A family enjoying the natural isolation of the Maldives.
The Maldives plans to offer 'vaccination vacations' in a bid to meet its tourism target of 1.5 million visitors this year. So far, around 350,000 holidaymakers have visited the sun-drenched nation. Pre-pandemic, the nation welcomed around 1.7 million visitors each year.
The country says it aims to launch a so-called '3V' programme, meaning 'visit, vaccinate, vacation'. However, the scheme will not begin until the Maldives' population is fully inoculated. There are just under 550,000 residents of the Indian Ocean archipelago and, according to Dr Abdulla Mausoom, the minister for tourism, around 53% of the population has received a first dose, including 90% of front-line tourism workers. Just under five per cent is fully vaccinated. The vaccines have come from China, India, Singapore and the World Health Organisation's Covax programme.
Visitors would be offered a first jab on arrival and would then need to remain in the Maldives for several weeks in order to receive the second shot.
The Maldives relies heavily on tourism (it contributes more than 25% of the country's GDP) and it was the first nation to reopen quarantine-free last July.
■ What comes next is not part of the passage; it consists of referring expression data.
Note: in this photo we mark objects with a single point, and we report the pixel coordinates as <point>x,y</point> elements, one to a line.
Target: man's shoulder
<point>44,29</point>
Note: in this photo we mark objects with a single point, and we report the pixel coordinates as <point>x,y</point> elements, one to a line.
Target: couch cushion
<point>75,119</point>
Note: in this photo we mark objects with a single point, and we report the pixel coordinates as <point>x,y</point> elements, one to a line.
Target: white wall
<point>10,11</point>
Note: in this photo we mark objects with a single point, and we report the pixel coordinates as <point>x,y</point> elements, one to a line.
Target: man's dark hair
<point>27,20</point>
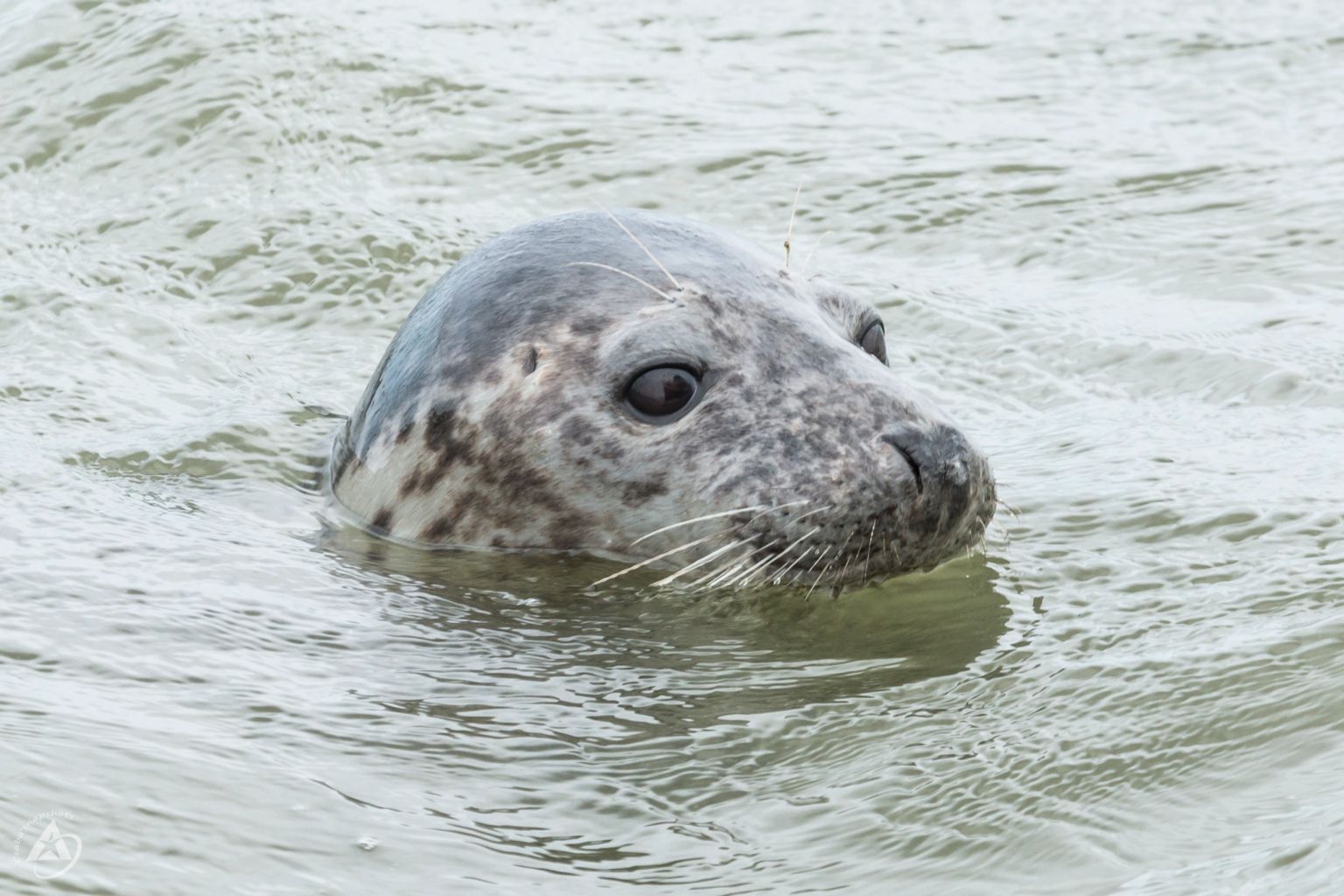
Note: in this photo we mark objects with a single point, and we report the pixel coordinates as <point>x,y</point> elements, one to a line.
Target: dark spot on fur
<point>589,326</point>
<point>382,522</point>
<point>577,431</point>
<point>444,438</point>
<point>408,426</point>
<point>569,531</point>
<point>641,491</point>
<point>440,528</point>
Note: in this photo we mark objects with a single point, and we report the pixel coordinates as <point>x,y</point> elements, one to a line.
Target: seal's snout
<point>949,474</point>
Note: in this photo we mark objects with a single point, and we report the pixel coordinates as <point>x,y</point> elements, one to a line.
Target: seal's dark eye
<point>874,341</point>
<point>657,396</point>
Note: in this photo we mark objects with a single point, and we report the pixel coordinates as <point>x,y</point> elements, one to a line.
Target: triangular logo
<point>50,846</point>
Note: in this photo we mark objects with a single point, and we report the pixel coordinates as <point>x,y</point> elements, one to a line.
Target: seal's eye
<point>659,396</point>
<point>874,341</point>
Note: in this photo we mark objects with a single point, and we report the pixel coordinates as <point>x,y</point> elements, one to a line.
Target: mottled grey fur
<point>498,416</point>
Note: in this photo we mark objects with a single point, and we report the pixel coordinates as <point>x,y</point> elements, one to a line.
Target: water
<point>1105,238</point>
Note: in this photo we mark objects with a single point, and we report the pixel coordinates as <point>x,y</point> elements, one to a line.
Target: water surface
<point>1106,240</point>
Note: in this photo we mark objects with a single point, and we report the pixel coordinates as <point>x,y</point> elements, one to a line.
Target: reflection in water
<point>620,731</point>
<point>684,660</point>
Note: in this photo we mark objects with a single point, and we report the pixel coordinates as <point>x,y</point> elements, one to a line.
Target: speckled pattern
<point>498,416</point>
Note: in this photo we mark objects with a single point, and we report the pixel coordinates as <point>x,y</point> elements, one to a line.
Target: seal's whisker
<point>745,557</point>
<point>794,214</point>
<point>827,569</point>
<point>872,532</point>
<point>741,582</point>
<point>782,572</point>
<point>802,572</point>
<point>714,575</point>
<point>699,519</point>
<point>848,559</point>
<point>666,554</point>
<point>699,564</point>
<point>652,256</point>
<point>624,273</point>
<point>797,542</point>
<point>805,261</point>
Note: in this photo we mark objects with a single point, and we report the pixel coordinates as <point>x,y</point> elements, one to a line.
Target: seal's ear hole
<point>874,341</point>
<point>662,394</point>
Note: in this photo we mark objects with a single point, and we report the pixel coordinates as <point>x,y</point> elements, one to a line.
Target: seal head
<point>646,386</point>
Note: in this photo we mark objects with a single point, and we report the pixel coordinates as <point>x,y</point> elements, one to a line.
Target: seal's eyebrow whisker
<point>699,519</point>
<point>624,273</point>
<point>644,564</point>
<point>652,256</point>
<point>805,261</point>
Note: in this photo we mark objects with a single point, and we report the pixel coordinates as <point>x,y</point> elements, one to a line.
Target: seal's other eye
<point>874,341</point>
<point>659,396</point>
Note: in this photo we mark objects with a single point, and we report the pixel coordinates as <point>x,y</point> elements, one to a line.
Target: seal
<point>640,386</point>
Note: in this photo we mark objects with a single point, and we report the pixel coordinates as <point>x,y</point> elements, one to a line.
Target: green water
<point>1103,236</point>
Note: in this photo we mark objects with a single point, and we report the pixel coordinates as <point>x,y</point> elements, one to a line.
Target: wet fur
<point>496,416</point>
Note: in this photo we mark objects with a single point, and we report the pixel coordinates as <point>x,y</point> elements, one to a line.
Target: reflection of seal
<point>663,393</point>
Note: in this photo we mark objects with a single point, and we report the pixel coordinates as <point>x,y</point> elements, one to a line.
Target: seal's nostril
<point>910,458</point>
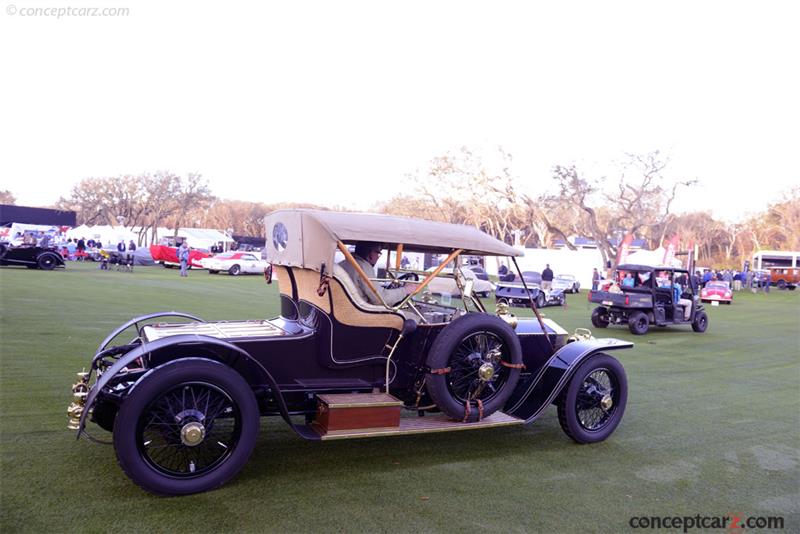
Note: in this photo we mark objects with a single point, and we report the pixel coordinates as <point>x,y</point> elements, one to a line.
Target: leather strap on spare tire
<point>473,367</point>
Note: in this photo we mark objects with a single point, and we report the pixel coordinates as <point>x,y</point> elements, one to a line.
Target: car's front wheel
<point>47,261</point>
<point>188,426</point>
<point>593,403</point>
<point>638,323</point>
<point>700,322</point>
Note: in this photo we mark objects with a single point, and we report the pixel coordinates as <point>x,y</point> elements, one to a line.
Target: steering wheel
<point>405,276</point>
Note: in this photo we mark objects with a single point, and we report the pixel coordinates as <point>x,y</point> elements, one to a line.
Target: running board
<point>420,425</point>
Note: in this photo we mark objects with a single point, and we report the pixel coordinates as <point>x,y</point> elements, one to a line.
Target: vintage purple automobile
<point>183,400</point>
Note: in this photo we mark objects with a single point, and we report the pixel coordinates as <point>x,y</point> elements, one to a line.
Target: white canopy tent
<point>109,235</point>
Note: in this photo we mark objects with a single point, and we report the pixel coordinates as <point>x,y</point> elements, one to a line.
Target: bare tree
<point>638,203</point>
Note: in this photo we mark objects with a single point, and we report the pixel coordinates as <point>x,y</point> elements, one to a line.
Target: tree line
<point>459,187</point>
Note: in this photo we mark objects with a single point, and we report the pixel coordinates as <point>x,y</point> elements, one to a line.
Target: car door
<point>249,263</point>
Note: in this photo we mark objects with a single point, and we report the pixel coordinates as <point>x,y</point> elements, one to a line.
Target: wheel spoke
<point>162,423</point>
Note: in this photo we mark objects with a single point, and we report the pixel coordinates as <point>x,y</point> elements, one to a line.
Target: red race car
<point>168,256</point>
<point>717,290</point>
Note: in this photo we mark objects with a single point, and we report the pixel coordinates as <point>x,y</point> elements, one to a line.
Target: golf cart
<point>640,296</point>
<point>183,399</point>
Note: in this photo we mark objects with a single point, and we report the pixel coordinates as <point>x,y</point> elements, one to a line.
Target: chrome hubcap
<point>486,372</point>
<point>192,434</point>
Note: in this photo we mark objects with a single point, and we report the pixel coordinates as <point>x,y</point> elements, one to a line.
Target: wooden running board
<point>421,425</point>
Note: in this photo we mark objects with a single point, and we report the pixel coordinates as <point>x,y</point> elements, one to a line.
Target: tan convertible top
<point>307,238</point>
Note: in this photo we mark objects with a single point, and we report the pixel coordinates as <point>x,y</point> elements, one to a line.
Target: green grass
<point>712,427</point>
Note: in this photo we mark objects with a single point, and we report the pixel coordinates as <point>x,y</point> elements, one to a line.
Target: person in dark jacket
<point>547,278</point>
<point>595,279</point>
<point>121,262</point>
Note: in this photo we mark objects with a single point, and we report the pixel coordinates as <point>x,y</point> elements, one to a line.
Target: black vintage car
<point>516,293</point>
<point>31,256</point>
<point>640,296</point>
<point>183,400</point>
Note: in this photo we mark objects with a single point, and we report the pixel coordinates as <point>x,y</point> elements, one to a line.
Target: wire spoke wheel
<point>187,426</point>
<point>476,368</point>
<point>592,402</point>
<point>189,430</point>
<point>483,360</point>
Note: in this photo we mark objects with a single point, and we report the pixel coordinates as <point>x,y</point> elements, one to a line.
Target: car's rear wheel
<point>188,426</point>
<point>475,365</point>
<point>638,323</point>
<point>594,401</point>
<point>47,261</point>
<point>700,323</point>
<point>600,317</point>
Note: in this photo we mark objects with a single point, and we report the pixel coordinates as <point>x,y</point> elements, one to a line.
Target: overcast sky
<point>336,102</point>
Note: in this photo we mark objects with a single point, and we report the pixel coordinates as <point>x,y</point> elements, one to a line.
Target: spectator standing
<point>727,276</point>
<point>547,278</point>
<point>129,257</point>
<point>121,255</point>
<point>183,258</point>
<point>71,248</point>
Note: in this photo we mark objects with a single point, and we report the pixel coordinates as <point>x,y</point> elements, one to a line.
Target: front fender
<point>532,396</point>
<point>182,341</point>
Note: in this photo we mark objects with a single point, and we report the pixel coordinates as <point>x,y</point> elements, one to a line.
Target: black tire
<point>638,323</point>
<point>600,317</point>
<point>700,323</point>
<point>147,415</point>
<point>47,261</point>
<point>473,342</point>
<point>581,412</point>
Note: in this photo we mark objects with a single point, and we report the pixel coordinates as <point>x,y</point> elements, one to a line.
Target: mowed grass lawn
<point>712,427</point>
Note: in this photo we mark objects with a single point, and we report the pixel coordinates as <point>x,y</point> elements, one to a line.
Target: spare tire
<point>474,366</point>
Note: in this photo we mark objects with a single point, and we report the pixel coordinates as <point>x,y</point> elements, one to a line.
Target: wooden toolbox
<point>351,411</point>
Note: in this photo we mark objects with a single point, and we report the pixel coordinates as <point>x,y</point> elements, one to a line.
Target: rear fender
<point>203,346</point>
<point>532,396</point>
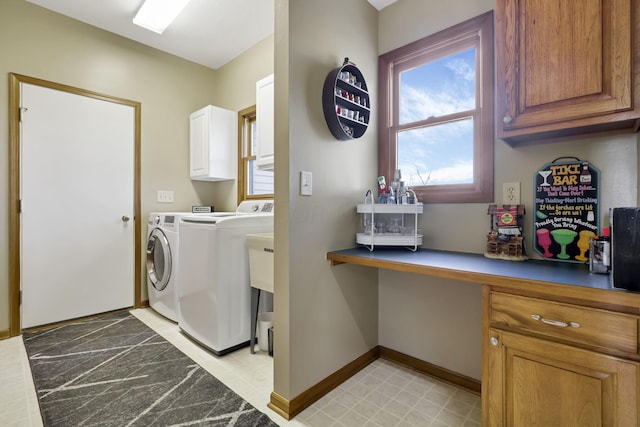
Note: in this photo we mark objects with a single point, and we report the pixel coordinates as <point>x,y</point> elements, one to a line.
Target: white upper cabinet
<point>265,153</point>
<point>213,139</point>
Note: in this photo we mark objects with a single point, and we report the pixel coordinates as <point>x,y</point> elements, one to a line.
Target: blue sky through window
<point>441,153</point>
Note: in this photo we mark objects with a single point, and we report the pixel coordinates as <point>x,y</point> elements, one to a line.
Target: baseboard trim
<point>426,368</point>
<point>288,409</point>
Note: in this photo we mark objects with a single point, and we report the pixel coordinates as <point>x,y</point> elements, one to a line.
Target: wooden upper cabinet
<point>567,68</point>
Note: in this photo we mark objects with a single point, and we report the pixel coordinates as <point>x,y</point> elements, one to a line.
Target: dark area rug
<point>116,371</point>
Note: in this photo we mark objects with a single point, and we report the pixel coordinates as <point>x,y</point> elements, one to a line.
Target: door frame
<point>14,188</point>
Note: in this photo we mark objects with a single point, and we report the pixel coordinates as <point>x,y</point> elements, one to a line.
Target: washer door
<point>158,259</point>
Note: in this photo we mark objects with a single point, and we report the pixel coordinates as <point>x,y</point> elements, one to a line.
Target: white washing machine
<point>162,261</point>
<point>215,292</point>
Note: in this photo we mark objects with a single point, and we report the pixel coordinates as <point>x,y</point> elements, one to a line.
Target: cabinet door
<point>535,382</point>
<point>199,144</point>
<point>213,134</point>
<point>265,153</point>
<point>565,67</point>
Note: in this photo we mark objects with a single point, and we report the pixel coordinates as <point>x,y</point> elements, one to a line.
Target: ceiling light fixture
<point>156,15</point>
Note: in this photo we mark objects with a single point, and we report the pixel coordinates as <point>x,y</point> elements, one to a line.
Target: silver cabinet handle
<point>555,322</point>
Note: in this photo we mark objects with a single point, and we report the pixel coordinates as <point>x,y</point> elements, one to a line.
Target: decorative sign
<point>566,210</point>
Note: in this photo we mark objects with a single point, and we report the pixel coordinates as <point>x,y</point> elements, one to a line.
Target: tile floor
<point>381,395</point>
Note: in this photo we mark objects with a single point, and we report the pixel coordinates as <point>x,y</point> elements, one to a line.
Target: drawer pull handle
<point>555,322</point>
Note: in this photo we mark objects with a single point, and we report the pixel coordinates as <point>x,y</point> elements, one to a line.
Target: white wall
<point>463,227</point>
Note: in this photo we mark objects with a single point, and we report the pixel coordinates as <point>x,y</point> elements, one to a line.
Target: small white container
<point>265,321</point>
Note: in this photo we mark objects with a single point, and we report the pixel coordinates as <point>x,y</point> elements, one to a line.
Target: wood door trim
<point>14,188</point>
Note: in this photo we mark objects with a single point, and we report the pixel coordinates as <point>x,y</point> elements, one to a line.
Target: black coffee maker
<point>625,248</point>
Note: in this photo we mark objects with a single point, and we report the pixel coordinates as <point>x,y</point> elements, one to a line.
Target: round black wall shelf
<point>345,102</point>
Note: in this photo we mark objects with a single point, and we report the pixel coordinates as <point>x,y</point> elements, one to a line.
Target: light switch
<point>164,196</point>
<point>306,183</point>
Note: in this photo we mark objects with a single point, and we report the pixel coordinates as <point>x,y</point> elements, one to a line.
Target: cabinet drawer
<point>574,323</point>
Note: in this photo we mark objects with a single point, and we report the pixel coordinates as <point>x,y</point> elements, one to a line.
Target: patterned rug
<point>116,371</point>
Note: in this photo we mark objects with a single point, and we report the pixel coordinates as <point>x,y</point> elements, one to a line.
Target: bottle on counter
<point>396,185</point>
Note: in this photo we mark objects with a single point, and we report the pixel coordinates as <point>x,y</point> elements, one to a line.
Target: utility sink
<point>261,260</point>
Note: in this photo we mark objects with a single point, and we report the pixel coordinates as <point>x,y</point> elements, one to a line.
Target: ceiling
<point>207,32</point>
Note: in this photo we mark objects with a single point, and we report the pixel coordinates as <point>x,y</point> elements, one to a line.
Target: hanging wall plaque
<point>345,102</point>
<point>566,209</point>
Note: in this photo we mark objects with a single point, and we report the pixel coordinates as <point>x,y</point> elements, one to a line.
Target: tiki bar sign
<point>566,210</point>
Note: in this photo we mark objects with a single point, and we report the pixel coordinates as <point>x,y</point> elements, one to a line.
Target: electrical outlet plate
<point>164,196</point>
<point>511,193</point>
<point>306,183</point>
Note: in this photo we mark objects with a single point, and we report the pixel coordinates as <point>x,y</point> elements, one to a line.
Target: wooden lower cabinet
<point>530,381</point>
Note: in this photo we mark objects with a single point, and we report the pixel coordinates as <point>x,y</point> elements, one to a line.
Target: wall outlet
<point>306,183</point>
<point>164,196</point>
<point>511,193</point>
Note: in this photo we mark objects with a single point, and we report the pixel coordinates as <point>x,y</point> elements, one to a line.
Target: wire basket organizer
<point>389,224</point>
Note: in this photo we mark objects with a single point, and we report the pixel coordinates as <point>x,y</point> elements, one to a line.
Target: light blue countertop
<point>475,267</point>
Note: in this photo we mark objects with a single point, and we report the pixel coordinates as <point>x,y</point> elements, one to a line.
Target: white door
<point>77,181</point>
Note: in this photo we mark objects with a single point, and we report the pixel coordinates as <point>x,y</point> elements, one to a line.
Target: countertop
<point>538,275</point>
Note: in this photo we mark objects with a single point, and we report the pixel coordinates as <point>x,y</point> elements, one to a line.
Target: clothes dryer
<point>215,293</point>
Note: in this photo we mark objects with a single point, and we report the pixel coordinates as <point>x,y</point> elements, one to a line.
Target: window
<point>252,183</point>
<point>436,113</point>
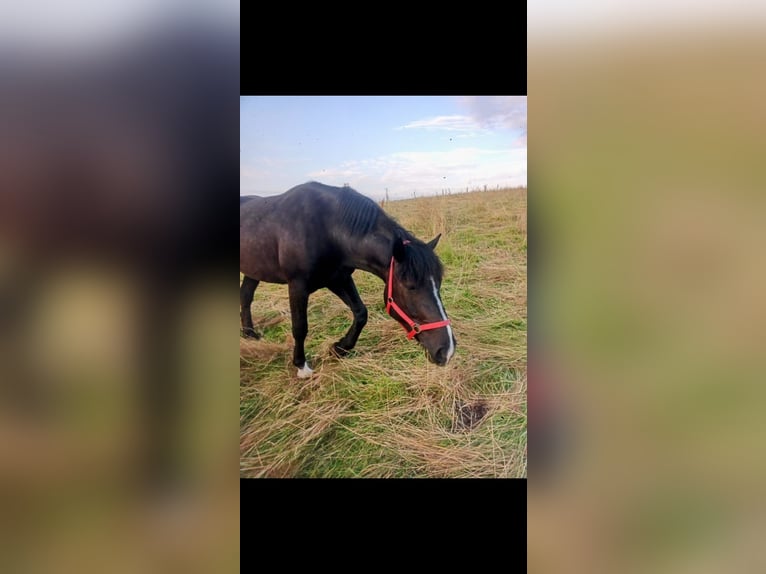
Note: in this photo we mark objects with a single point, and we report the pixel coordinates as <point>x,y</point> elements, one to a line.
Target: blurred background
<point>647,284</point>
<point>118,446</point>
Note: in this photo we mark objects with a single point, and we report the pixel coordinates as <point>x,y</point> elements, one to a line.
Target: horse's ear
<point>434,241</point>
<point>399,249</point>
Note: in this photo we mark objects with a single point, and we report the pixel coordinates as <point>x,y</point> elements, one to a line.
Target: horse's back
<point>297,232</point>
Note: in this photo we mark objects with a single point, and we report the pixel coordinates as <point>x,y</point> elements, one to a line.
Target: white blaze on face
<point>451,350</point>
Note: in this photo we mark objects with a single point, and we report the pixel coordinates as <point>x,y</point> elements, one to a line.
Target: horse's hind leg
<point>299,301</point>
<point>246,292</point>
<point>345,288</point>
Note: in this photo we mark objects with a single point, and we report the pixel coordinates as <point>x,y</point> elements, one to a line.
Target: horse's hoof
<point>305,372</point>
<point>339,351</point>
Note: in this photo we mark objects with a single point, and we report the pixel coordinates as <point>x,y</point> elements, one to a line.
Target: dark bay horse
<point>316,236</point>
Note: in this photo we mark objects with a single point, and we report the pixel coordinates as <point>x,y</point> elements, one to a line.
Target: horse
<point>315,236</point>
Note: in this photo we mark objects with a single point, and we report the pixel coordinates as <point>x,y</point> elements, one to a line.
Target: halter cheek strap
<point>415,328</point>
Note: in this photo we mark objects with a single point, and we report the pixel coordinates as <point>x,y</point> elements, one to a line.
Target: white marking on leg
<point>451,350</point>
<point>305,372</point>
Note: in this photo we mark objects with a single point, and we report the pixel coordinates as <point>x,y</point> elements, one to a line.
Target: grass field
<point>385,411</point>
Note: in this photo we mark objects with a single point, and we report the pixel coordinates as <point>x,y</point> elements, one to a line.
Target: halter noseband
<point>415,328</point>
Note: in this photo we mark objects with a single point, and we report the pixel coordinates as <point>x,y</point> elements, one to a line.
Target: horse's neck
<point>373,253</point>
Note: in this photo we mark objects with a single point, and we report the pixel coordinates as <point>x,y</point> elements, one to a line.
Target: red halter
<point>415,328</point>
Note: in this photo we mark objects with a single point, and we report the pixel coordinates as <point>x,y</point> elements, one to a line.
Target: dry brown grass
<point>385,411</point>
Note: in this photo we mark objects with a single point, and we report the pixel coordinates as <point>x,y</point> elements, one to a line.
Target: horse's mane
<point>359,216</point>
<point>358,213</point>
<point>419,262</point>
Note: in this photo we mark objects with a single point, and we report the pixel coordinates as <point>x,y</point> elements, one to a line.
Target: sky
<point>404,144</point>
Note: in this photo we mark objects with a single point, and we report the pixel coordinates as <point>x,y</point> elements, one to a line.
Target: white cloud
<point>427,173</point>
<point>449,123</point>
<point>485,113</point>
<point>498,112</point>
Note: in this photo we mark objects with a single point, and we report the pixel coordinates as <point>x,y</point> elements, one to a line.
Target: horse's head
<point>412,297</point>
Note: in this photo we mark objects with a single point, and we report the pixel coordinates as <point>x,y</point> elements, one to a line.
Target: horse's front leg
<point>345,289</point>
<point>299,300</point>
Visitors are required to arrive with a negative PCR test taken within four days of departure. Despite the subsequent influx of visitors, cases have remained relatively low and the nation has reported 67 Covid deaths in total.
The country benefits from its geography; holidaymakers can disperse across many tiny, one-resort islands, and properties have also added their own layers of health security. According to resort owner Sonu Shivdasani, the last quarter of 2020 saw a complete rebound in bookings. Shivdasani's three resorts began welcoming back guests in the second half of last year, Soneva Jani and Soneva Fushi from July and Soneva Kiri from October. Guests are met at the airport and escorted to their resort where they are tested and asked to remain in their villa until a negative result is returned, usually around 24 hours. They are offered food and beverage credits for in-room dining during this time. Shivdasani has succeeded in keeping his islands Covid-free and anticipates 2021 seeing a 38% increase on 2019s visitor numbers.
The tourism board indeed promoted the country as being a safe haven and it appears to have paid off.
"The main idea of tourism being open is to provide a reasonably safe tourism with minimum inconvenience," said Dr Mausoom. "So once the country gets vaccinated, then we will move on to '3V' tourism."